Sunday, December 13, 2020

 32.  Save Me The Plums, by Ruth Reichl

This book is about the author's years as editor of Gourmet magazine.  It is a quick read, and I enjoyed it. Her descriptions are excellent.

33. The Viral Storm: The Dawn of a New Pandemic Age, by Nathan Wolfe

I found this in my overflow bookshelf.  It was published in 2011, and I don't know when I picked it up.  I thought it was, of course, timely, and it is more positive overall than one might think.  Well worth reading for those with and without any scientific background or particular interest.  
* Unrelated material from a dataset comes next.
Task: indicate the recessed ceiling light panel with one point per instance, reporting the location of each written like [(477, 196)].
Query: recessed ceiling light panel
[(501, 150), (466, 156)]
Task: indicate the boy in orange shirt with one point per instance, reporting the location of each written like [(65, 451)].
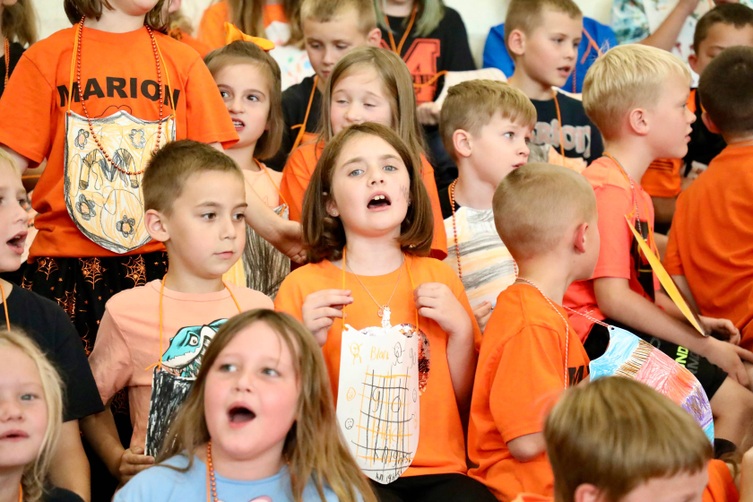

34.      I just finished reading (from the library) Spying on the South: An Odyssey Across the American Divide, by Tony Horowitz. In the decade before the Civil War, before he became a famous landscape planner, Frederick Law Olmsted was a newspaper correspondent. He traveled through the south and sent articles to the New York Times. At first, he hoped to help the sides better understand each other. Then he became more staunchly opposed to slavery.  Horowitz generally followed the route of the Olmsted brothers 160 years later, in the time just before the 2016 election, and made comparisons between today's national divisions and those of the past. I enjoyed reading this book.  I have another book by the same author in my overflow, unread bookshelf, A Voyage Long and Strange.  Horowitz is married to Geraldine Brooks, who has written some well-received historical fiction.  I have two of her books unread, too.